D’ailleurs, j’aimerais bien leur demander, moi, à nos 77 nostalgiques des eighties, pourquoi cette idée est la seule des « 110 propositions » à être ainsi déstockée. Car il en existe d’autres, qui pourraient être mises en œuvre. La proposition n°32, par exemple, ravirait les titulaires de petits revenus : « les taux de TVA seront ramenés au taux zéro pour les produits de première nécessité ». Et pourquoi pas la n°16, qui permettrait une relance de notre économie : « un programme de grands travaux publics, de construction de logement sociaux et d’équipements collectifs (crèches, restaurants scolaires, maisons de l’enfance) sera engagé ». Au bout du compte, « l’argument Mitterrand », c’est un peu comme l’argument « cohésion de la majorité » : il est massue… mais seulement les jours impairs.
Autre argument qui déchire, niveau pertinence : les étrangers résidant en France se fendent d’une « égale participation à l’impôt, qui reflète plus que tout leur appartenance à la République ». Français non imposables, tenez-vous le pour dit ! Votre « appartenance à la République » n’est plus très assurée.
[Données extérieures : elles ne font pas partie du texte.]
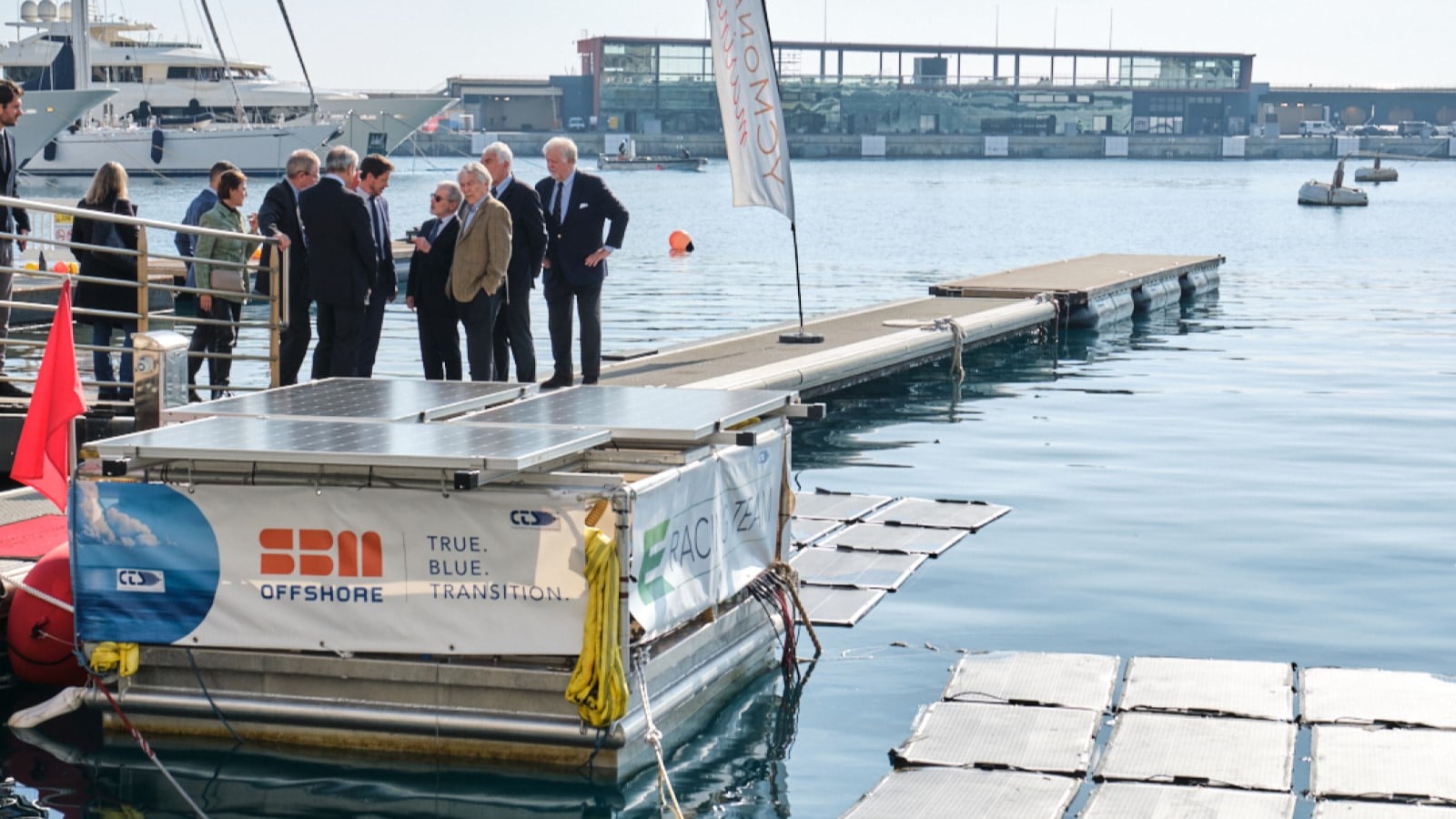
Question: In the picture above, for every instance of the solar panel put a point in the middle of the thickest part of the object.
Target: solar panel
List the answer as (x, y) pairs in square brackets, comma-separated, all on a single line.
[(641, 413), (353, 443), (379, 399)]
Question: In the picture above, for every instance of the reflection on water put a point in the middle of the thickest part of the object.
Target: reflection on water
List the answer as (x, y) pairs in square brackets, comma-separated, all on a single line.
[(79, 773)]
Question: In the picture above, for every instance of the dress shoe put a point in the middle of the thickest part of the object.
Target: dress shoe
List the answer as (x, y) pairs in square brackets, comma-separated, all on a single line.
[(12, 390)]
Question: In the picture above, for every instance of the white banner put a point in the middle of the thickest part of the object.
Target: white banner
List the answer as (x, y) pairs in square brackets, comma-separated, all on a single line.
[(749, 101), (705, 532), (349, 570)]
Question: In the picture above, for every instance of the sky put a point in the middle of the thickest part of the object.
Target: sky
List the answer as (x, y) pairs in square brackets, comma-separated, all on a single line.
[(414, 46)]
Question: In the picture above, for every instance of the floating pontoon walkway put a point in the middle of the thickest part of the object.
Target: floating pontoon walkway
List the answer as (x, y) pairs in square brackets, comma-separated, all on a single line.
[(1033, 736), (875, 341)]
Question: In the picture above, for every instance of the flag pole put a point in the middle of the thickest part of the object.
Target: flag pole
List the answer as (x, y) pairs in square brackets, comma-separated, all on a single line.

Vos droits civiques non plus.
Lecteurs, ne riez pas. Sauf si c’est la seule alternative pour éviter de chialer. Décortiquons plutôt ce curieux syllogisme. Selon les signataires de l’appel, il serait intolérable que des étrangers qui payent des taxes sur notre sol soient exclus de la participation à la vie collective. Allons bon ! Nous voilà donc passés du très politique « un homme, une voix » – qui concernait les seuls citoyens – au très économique « tu payes, tu votes ». Ça faisait longtemps qu’on n’avait plus lu plaidoyer plus émouvant en faveur du suffrage censitaire. C’est désormais chose faite.
Reste alors à débroussailler un certains nombre de difficultés vénielles : qui votera quand ? Quel impôt pour quel vote ? Un riche résident payant une ahurissante taxe d’habitation pour cause de propriété mirifique sur la côte bretonne aura-t-il un peu plus le droit de vote qu’un pauvre hère créchant dans un deux pièces à Meudon ?
Enfin et surtout, le sempiternel argument du paiement de l’impôt peine à dissiper cet épais mystère: pourquoi vouloir limiter, au risque de créer une citoyenneté à plusieurs vitesses, le seul « droit de vote et d’éligibilité des étrangers aux élections municipales » ? Les cantonales, c’est pas utile ? Les régionales, ça sent pas bon ? Surtout, quid des étrangers qui payent de longue date des impôts nationaux, au premier rang desquels l’impôt sur le revenu ? Les législatives, c’est pas pour eux ? La présidentielle, trop compliqué ? Bref, la cohérence du « qui paye vote », c’est un peu comme la « cohésion de la majorité » : facultatif, à géométrie variable, et jamais pendant les horaires de service…

Curieusement, nos parlementaires ravis ont passé sous silence cette antienne qui eût été du plus bel effet dans leur enfilage de perles : la nécessité d’aligner les droits des étrangers non communautaires sur ceux des ressortissants de l’UE. Un bon point pour les 77 : c’est pas parce qu’on a fait une erreur – et l’octroi du droit de vote, en France, aux ressortissants de l’UE en fut une, nonobstant le principe de réciprocité dont il est assorti – qu’il est pour autant urgent de la généraliser.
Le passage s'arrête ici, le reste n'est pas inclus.